[Distutils] [Catalog-sig] Specification for package indexes?

Phillip J. Eby pje at telecommunity.com
Fri Jul 7 22:20:11 CEST 2006


At 02:52 PM 7/7/2006 -0400, Jim Fulton wrote:

>On Jul 7, 2006, at 2:31 PM, Phillip J. Eby wrote:
>
>>At 02:04 PM 7/7/2006 -0400, Fred Drake wrote:
>>>On 7/7/06, Jim Fulton <jim at zope.com> wrote:
>>> > > +1 on static pages.  I don't, however, see a reason to require
>>> > > valid XML.  Or rather, I don't expect to implement XML parsing in
>>> > > easy_install; if the spec is too complex to implement with
>>>regular
>>> > > expression matching, it's probably too complex for people to
>>>throw
>>> > > together an index with what's at hand.  In particular, I'd
>>>like it
>>> > > to be practical to put together a simple index just using
>>>Apache's
>>> > > built-in directory indexes, as long as they use the right URL
>>> > > hierarchy.  That means that class or rel attributes should
>>>only be
>>> > > required for links that are requesting non-index pages to be
>>>spidered.
>>> >
>>> > I would find parsing much easier with an XML parser  than with
>>> > regular expressions.
>>> > I  think it would be much more robust too.
>>>
>>>XHTML would be best, though I agree we shouldn't care about validity
>>>so much as just well-formedness (which is required).  I think it
>>>should be possible to do it with valid XHTML, though, since whether
>>>that's desired or not is a python.org policy concern.  (Not that I
>>>suspect we'll ever really care about that.)
>>>
>>>Of course, it should be possible to parse with htmllib and
>>>HTMLParser as well.
>>
>>I still think requiring even HTML validity or well-formedness is
>>YAGNI; one could indeed just pull all well-formed URLs from the
>>page.  EasyInstall uses this case-insensitive regular expression to
>>find only href'd urls:
>>
>>     href\s*=\s*['"]?([^'"> ]+)
>>
>>In the absence of a requirement for more information than this
>>(perhaps coupled with a "rel" attribute in the same element), I'm
>>wary of starting out by requiring even well-formedness, because
>>it's way overkill for the requirements as I understand them.
>
>But I thought we *were* talking about adding rel or class tags so
>that we
>could determine information about the intended use of a URL.

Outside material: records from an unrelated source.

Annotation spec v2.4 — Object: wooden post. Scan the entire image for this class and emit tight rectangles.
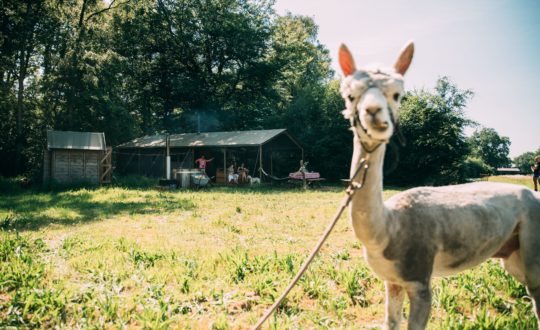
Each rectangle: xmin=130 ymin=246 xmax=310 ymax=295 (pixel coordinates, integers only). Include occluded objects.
xmin=83 ymin=151 xmax=86 ymax=181
xmin=223 ymin=148 xmax=227 ymax=184
xmin=166 ymin=135 xmax=171 ymax=179
xmin=301 ymin=160 xmax=307 ymax=189
xmin=270 ymin=151 xmax=273 ymax=176
xmin=259 ymin=145 xmax=263 ymax=180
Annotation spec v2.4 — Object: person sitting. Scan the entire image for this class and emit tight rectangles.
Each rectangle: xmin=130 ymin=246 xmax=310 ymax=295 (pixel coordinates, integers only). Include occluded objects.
xmin=237 ymin=162 xmax=249 ymax=183
xmin=227 ymin=164 xmax=238 ymax=184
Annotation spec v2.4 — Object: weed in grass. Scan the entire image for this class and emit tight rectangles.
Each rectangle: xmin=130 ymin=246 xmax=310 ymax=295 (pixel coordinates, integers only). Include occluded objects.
xmin=491 ymin=296 xmax=512 ymax=315
xmin=275 ymin=297 xmax=300 ymax=317
xmin=211 ymin=313 xmax=230 ymax=330
xmin=128 ymin=247 xmax=165 ymax=268
xmin=97 ymin=292 xmax=120 ymax=322
xmin=268 ymin=312 xmax=295 ymax=330
xmin=284 ymin=254 xmax=297 ymax=274
xmin=0 ymin=233 xmax=68 ymax=328
xmin=226 ymin=251 xmax=249 ymax=283
xmin=301 ymin=270 xmax=329 ymax=300
xmin=0 ymin=214 xmax=30 ymax=231
xmin=213 ymin=219 xmax=242 ymax=234
xmin=433 ymin=279 xmax=459 ymax=313
xmin=0 ymin=233 xmax=44 ymax=291
xmin=187 ymin=259 xmax=200 ymax=279
xmin=340 ymin=269 xmax=369 ymax=307
xmin=60 ymin=235 xmax=83 ymax=258
xmin=177 ymin=303 xmax=192 ymax=315
xmin=311 ymin=315 xmax=337 ymax=328
xmin=221 ymin=249 xmax=274 ymax=284
xmin=329 ymin=295 xmax=348 ymax=314
xmin=210 ymin=288 xmax=224 ymax=305
xmin=332 ymin=249 xmax=351 ymax=261
xmin=180 ymin=277 xmax=190 ymax=294
xmin=473 ymin=306 xmax=498 ymax=329
xmin=115 ymin=237 xmax=130 ymax=253
xmin=252 ymin=275 xmax=278 ymax=302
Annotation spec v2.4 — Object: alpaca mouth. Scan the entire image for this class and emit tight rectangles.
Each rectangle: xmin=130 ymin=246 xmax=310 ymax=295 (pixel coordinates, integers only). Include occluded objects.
xmin=354 ymin=116 xmax=392 ymax=143
xmin=372 ymin=122 xmax=389 ymax=132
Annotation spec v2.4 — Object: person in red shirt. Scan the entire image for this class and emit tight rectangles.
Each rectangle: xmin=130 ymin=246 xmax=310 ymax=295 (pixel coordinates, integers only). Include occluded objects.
xmin=195 ymin=155 xmax=214 ymax=173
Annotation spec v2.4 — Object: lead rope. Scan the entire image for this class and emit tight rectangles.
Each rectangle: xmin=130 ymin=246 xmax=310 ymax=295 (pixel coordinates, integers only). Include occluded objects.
xmin=252 ymin=154 xmax=372 ymax=330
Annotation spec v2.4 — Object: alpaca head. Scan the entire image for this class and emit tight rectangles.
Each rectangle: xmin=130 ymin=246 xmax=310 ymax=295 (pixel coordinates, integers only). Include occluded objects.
xmin=339 ymin=42 xmax=414 ymax=144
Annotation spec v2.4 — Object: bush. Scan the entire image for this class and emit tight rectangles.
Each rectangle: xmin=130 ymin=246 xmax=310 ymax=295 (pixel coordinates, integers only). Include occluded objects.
xmin=0 ymin=176 xmax=20 ymax=194
xmin=463 ymin=156 xmax=492 ymax=179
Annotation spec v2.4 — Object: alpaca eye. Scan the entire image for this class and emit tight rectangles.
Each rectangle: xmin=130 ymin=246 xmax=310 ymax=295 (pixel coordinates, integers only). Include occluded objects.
xmin=393 ymin=93 xmax=400 ymax=102
xmin=348 ymin=95 xmax=355 ymax=102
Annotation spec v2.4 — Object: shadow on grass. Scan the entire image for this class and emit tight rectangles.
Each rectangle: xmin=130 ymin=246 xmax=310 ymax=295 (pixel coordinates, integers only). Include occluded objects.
xmin=0 ymin=189 xmax=196 ymax=232
xmin=200 ymin=182 xmax=352 ymax=194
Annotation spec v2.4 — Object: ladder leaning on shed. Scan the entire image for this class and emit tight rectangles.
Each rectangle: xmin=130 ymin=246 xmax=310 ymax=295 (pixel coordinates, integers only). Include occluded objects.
xmin=100 ymin=147 xmax=113 ymax=184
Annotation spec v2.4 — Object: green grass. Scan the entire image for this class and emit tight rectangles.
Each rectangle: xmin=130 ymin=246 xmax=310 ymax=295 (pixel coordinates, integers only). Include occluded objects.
xmin=0 ymin=177 xmax=538 ymax=328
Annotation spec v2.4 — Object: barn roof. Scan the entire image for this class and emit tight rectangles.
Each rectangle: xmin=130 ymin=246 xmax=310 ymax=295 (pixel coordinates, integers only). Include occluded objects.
xmin=47 ymin=130 xmax=107 ymax=151
xmin=117 ymin=129 xmax=300 ymax=149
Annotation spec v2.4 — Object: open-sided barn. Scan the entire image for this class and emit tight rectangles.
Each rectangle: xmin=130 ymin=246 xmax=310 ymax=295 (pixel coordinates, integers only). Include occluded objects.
xmin=43 ymin=130 xmax=112 ymax=184
xmin=115 ymin=129 xmax=303 ymax=182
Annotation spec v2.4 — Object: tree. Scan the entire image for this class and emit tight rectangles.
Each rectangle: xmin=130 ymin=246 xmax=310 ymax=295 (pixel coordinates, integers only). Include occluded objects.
xmin=110 ymin=0 xmax=277 ymax=134
xmin=468 ymin=127 xmax=511 ymax=171
xmin=385 ymin=77 xmax=475 ymax=186
xmin=0 ymin=0 xmax=47 ymax=175
xmin=265 ymin=14 xmax=349 ymax=178
xmin=514 ymin=149 xmax=540 ymax=174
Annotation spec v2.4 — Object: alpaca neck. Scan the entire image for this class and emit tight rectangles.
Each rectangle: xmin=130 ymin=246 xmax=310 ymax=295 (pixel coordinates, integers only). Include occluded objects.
xmin=350 ymin=136 xmax=388 ymax=247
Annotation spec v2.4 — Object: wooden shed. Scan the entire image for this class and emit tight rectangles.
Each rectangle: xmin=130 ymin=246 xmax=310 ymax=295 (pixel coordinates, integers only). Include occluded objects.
xmin=43 ymin=130 xmax=112 ymax=184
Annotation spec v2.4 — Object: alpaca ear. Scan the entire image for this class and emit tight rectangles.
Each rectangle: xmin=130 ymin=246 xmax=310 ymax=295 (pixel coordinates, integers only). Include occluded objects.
xmin=394 ymin=41 xmax=414 ymax=75
xmin=339 ymin=44 xmax=356 ymax=76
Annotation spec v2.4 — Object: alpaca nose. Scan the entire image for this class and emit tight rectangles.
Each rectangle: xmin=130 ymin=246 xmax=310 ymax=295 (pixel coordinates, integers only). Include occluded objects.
xmin=366 ymin=106 xmax=382 ymax=116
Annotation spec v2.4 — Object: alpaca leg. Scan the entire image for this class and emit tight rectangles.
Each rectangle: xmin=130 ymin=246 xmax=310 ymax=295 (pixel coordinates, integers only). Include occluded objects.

Yes -- but they're only needed to support following second-order external 
links: i.e., links to non-index HTML pages.


>>One of the advantage of defining the URL layout as part of the API
>>is that it gives you enough contextual information to decide what
>>links should be followed, and which ones are purely informational.
>
>Perhaps someone should propose an API and we'll see. :)

I thought I already did.  :)  Here it is again:

baseURL/ should return a page containing href links to projects
baseURL/projectname should return a page containing href links to version pages
baseURL/projectname/version should return a page with download links 
(ideally with MD5 info)
Links are found via href="" attributes
URLs' trailing path components are used to identify distributions.

This is a sufficient API to allow querying packages for downloading 
purposes, as long as all download links are found in the index's 
pages.  Additional information is only needed to allow following external 
links to *other index pages*.

Coincidentally, easy_install is already mostly compatible with such an API; 
it would mostly be a matter of *removing* things from easy_install, rather 
than adding them.


>>Indeed, the only reason to look at anything *but* hrefs is to
>>indicate that an *external* (i.e. non-index) link should be
>>followed, to spider for other download links.  So if following
>>external links is out of scope for the API we want to define, then
>>*any* information other than the URLs in an API page are YAGNI.
>
>Who said following external links is out of scope.

Nobody; I was just saying that *if* it were out of scope, the class/rel 
stuff would become unnecessary.


>>Now, all of this is based on my assumption that the use case here
>>is somebody wants to throw together a rough-and-ready package index
>>that tools should be able to use to find *downloadable
>>distributions*.  If you and Jim have much more elaborate use cases
>>in mind, then of course some well-formedness might be useful.
>
>setuptools has a notion of an index.  That notion is not at all well
>defined.

It's mostly operationally defined in terms of what PyPI did when it was 
written.


>Currently, the index has linkes that are followed to find package
>links elsewhere.
>This seems reasonably useful.  I dunno.  I'm not sure I care.  What I
>do care
>about is that the index API should be well defined so that we can
>implement
>alternate indexes and alternate tools to read indexes.  I'm not
>looking to
>satisfy use cases beyond what we have now.

Sure.  I'm just saying we only need something beyond href="" links if they 
are intended to be followed by tools looking for package links.

The reason this is necessary, is that it's not sufficient to just follow 
links that point outside the package index; PyPI has links on its pages 
that go to other parts of python.org, so there needs to be something that 
distinguishes "links that might help find downloads".  Links that *are* 
downloads are detected via URL content.